Ящерка метнулась в щель двери. И сразу стали слышны писки летучих мышей, шорохи змей и ящериц — и все покрывающий своей влажной пеленой шум океана.
— Страшно, а вдруг не выдержишь? Экзамен, ерунда! Неужели меня, вот такую гибкую, ладную, меня можно разобрать, размолоть, развеять? Брать и разобрать… Брутто и нетто… (она что-то забормотала). Брат мой, любимый, помоги мне… объясни… Не хочу уходить из него… из тебя…
Я глядел на тебя и думал. Конечно, ты была беззащитна и таинственна. Может быть, слишком сложна для меня. Прежде о тебе надо было заботиться, брать тебя на руки, скорей всего, ты мне заменяла ребенка, которого у нас не могло быть. И я тебя отнес в твой Сингапур. Но здесь ты — полноценный человек. И не нуждаешься во мне. Что за силы заботятся о тебе? И не бросят ли они нас в этом раю, который нам показывают? Забудут где-нибудь в китайском квартале. Слишком хорошо все, так складно, что почти бессмысленно. Как калейдоскоп. Каждый раз, когда поворачиваешь трубку, возникают новые симметричные узоры. А это просто кусочки стекла пересыпаются, отражаясь в трех зеркалах. Я подумал, что таким может быть сон, а не жизнь. Но, видно, ты и хочешь свою жизнь прожить во этом сне. А я?

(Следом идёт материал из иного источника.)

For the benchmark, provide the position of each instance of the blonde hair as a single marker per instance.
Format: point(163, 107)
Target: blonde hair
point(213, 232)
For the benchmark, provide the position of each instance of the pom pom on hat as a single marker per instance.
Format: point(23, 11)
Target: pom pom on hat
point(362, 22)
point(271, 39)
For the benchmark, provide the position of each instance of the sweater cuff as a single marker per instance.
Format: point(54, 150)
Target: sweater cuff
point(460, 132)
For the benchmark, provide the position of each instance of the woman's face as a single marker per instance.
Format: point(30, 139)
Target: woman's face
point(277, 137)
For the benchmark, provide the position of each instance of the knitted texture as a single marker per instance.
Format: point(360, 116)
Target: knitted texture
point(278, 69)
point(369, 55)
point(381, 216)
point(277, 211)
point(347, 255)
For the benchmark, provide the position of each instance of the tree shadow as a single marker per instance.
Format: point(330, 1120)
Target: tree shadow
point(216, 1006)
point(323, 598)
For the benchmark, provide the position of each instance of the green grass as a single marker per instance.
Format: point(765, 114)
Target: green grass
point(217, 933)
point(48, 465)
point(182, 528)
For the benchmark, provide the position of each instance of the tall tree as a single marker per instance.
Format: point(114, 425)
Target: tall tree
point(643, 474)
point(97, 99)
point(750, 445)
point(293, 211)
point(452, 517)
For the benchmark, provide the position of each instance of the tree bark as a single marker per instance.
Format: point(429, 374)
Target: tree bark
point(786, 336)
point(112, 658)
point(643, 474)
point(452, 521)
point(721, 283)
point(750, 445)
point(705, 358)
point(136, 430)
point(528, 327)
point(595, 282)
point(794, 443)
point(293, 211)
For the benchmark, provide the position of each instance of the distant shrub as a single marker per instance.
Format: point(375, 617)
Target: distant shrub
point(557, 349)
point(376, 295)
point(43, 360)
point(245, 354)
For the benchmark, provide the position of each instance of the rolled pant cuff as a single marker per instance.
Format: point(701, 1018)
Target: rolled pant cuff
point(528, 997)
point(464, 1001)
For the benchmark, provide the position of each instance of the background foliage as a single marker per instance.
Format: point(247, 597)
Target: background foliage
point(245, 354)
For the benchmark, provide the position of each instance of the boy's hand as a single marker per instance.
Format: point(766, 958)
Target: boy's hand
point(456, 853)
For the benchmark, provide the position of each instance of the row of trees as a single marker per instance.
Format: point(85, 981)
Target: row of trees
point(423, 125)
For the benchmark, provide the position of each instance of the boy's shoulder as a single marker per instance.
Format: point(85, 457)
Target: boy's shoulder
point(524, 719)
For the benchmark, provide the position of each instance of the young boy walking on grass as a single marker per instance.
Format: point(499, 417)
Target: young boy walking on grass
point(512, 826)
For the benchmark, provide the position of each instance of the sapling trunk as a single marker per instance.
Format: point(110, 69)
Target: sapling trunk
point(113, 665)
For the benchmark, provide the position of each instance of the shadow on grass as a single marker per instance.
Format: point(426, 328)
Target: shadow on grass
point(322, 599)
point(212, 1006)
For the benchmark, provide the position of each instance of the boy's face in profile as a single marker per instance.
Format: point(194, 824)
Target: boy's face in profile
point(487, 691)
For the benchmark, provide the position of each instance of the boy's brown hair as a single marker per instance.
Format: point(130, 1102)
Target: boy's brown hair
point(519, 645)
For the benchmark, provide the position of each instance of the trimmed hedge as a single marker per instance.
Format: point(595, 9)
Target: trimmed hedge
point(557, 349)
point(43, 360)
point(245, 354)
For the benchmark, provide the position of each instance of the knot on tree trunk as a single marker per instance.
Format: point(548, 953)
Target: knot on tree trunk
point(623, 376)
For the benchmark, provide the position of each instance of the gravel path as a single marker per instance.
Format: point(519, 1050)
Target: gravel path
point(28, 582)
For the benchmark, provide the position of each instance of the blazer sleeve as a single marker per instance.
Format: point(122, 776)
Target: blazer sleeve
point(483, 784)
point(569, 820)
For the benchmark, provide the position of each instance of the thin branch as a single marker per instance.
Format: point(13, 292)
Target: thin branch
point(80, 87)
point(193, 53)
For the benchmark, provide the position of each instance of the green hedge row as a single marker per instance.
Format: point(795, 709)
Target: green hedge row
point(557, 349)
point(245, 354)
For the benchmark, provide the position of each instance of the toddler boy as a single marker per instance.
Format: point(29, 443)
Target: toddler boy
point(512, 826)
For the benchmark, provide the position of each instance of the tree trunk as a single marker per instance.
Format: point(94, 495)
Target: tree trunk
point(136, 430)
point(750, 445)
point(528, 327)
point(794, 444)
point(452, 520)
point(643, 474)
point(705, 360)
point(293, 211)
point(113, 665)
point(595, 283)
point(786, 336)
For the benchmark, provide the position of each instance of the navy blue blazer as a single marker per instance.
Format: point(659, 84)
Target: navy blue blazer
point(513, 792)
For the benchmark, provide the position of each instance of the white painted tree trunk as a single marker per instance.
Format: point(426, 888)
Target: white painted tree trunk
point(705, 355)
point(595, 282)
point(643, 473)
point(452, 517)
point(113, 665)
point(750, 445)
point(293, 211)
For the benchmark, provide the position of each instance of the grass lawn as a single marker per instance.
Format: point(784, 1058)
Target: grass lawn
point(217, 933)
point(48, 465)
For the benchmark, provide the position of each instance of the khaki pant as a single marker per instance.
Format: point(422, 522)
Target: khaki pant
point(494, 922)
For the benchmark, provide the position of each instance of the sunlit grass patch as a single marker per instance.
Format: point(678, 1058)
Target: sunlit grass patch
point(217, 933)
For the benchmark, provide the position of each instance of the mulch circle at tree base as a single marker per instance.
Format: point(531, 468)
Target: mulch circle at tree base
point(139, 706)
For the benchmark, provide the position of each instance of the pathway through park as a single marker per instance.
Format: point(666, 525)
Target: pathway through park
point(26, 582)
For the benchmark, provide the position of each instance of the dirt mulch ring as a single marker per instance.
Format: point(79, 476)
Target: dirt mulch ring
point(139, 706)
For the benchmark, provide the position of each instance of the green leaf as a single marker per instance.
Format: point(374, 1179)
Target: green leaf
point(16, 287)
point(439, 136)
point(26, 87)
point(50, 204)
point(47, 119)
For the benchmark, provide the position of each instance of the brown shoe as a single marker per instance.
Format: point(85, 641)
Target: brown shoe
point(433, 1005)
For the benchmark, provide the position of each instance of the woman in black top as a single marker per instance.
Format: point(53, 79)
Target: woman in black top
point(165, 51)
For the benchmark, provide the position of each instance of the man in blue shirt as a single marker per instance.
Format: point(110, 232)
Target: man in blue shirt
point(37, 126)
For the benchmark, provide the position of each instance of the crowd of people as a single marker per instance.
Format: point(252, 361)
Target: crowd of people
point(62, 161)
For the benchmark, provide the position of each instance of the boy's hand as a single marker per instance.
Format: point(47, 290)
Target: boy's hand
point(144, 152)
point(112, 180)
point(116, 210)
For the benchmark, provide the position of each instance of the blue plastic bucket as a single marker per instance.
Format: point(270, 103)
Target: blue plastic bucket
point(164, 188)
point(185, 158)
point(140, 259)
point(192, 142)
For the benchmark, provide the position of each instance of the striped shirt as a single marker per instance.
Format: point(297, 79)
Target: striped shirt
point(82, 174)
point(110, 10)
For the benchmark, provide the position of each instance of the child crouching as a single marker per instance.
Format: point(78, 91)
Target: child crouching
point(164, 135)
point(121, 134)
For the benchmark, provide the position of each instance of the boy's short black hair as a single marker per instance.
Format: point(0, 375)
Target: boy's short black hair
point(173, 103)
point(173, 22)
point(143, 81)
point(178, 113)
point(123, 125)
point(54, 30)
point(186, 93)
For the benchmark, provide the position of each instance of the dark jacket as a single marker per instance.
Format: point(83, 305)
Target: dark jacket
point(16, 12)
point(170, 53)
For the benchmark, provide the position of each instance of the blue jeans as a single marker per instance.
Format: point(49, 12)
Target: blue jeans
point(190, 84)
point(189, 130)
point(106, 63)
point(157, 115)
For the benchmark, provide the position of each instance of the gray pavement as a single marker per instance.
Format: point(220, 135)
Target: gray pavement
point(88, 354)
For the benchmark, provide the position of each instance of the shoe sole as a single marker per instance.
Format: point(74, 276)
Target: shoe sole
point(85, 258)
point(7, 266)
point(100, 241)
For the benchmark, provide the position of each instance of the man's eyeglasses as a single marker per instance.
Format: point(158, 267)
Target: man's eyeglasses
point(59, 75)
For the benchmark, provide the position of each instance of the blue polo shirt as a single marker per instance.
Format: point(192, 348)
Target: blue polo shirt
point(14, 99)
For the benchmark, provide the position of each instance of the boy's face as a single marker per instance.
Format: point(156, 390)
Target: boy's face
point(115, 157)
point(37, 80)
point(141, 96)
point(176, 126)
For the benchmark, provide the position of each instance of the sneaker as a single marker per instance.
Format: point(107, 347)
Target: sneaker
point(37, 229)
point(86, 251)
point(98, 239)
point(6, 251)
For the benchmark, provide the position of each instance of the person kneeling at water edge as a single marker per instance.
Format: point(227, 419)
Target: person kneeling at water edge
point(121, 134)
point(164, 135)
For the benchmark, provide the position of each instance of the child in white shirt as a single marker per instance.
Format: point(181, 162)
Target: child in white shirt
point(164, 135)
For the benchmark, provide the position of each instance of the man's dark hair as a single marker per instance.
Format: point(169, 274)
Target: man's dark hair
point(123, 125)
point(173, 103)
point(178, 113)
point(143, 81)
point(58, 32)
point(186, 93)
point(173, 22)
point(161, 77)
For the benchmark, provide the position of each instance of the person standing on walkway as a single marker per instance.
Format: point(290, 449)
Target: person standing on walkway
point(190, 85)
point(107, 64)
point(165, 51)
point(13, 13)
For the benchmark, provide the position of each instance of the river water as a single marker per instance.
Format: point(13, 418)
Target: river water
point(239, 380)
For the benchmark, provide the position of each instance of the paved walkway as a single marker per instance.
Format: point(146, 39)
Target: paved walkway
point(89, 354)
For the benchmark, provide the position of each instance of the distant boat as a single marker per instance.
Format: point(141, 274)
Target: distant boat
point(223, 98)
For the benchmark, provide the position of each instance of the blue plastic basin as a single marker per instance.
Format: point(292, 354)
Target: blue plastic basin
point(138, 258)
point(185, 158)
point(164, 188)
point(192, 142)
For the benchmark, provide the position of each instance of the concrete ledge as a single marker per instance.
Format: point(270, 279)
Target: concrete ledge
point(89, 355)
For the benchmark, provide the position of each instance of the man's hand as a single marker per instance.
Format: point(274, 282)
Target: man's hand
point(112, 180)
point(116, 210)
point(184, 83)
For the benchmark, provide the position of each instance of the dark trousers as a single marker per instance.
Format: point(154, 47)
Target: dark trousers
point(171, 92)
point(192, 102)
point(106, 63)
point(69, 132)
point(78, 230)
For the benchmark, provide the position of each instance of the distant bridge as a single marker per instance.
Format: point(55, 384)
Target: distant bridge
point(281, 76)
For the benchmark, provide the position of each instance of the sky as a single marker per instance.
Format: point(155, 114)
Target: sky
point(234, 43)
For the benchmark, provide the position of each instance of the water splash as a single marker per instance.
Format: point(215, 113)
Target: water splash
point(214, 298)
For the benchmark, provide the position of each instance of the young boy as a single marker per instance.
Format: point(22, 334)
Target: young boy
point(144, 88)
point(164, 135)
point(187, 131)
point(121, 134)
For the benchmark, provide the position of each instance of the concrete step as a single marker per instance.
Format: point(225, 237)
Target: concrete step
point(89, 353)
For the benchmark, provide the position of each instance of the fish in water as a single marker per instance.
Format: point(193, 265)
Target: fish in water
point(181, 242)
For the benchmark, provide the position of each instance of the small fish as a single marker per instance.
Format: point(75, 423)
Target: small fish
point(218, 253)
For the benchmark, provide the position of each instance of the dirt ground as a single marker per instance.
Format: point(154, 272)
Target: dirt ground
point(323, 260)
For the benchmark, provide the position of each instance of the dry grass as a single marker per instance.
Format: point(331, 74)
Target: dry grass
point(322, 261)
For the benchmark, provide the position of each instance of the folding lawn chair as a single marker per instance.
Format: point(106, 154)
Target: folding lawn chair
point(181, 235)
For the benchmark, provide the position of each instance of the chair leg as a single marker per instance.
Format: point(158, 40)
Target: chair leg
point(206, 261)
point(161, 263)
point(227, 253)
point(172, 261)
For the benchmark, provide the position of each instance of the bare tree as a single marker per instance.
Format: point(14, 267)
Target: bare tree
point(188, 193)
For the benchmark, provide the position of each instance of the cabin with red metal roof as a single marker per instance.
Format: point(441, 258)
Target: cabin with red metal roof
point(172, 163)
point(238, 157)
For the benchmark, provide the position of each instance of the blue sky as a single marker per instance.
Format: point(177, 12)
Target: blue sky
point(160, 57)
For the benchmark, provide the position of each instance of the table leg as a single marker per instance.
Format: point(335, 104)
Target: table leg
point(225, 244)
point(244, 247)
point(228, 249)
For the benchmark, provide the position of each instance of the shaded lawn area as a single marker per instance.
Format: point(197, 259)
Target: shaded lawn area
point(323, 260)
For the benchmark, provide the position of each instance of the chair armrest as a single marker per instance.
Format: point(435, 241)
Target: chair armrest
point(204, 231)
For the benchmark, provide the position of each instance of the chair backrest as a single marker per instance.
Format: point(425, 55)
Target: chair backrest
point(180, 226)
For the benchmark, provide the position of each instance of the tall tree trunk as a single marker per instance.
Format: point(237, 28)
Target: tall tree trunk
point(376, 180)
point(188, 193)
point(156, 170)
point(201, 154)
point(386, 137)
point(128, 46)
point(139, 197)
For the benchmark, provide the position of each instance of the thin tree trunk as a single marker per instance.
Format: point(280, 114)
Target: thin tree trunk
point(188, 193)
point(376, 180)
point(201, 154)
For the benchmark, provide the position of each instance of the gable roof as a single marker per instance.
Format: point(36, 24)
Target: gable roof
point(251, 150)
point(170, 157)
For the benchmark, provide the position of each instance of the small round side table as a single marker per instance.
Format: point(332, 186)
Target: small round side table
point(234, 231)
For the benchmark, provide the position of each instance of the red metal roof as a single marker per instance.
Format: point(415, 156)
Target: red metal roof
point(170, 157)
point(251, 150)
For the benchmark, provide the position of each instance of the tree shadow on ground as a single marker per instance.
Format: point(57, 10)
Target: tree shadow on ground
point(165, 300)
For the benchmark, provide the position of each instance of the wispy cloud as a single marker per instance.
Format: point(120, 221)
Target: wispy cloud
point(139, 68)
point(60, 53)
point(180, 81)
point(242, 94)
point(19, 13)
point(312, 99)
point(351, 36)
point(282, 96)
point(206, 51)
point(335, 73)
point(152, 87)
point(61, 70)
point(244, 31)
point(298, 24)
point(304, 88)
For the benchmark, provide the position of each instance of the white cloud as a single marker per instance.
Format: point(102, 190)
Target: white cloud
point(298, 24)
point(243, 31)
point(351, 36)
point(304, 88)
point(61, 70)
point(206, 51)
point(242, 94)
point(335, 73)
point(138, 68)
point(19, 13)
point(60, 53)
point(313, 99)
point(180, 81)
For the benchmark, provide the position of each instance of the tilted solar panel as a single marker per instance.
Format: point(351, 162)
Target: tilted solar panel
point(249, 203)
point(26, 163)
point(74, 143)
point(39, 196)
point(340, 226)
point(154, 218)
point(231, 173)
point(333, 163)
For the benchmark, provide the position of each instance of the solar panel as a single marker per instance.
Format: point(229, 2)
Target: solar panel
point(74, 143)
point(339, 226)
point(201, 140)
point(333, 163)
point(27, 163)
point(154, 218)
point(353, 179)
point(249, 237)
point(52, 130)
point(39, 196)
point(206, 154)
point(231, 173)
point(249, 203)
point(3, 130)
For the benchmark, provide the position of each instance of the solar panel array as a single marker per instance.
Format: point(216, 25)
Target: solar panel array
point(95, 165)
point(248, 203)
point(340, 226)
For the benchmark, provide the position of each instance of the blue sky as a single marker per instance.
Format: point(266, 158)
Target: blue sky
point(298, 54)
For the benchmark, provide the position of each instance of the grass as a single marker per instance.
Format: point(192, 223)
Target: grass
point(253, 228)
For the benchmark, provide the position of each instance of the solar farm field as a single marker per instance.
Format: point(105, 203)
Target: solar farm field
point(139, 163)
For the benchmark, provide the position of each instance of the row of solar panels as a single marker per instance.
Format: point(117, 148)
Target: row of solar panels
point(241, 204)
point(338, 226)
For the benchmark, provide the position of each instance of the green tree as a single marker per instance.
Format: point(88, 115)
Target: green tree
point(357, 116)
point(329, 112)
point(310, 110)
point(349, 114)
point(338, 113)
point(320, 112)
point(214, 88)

Ты уснула, белея в постели, даже черные твои волосы белесы. Полная луна окатывает серым светом и нашу туристическую хижину, и берег океана совсем рядом. Такие бесконечно длинные шелестящие звуки ложащейся на песок гигантской волны-медузы не услышишь где-нибудь у нашего Черного моря. Все здесь крупнее: и луна, и пальмы, и волны. И такое блаженство, что все равно — жить или совсем не существовать.
И все же сквозило мне в ночи сквозь лунную завесу, сквозь всех этих сиамских ящериц, сиамских кошек, сиамских близнецов, сиамский бокс — мелькающие ноги и руки — и сиамских слонов. Московское небо, крыши и люди. Волна грянула, докатилась до своей крайней точки и должна отхлынуть, отступить в породивший ее океан. Примерно так думал я или должен был думать этой ночью, потому что сильно не понравилось мне в храме Спящего показанное мне. Видно, и Тамаре было показано что-то в этом роде.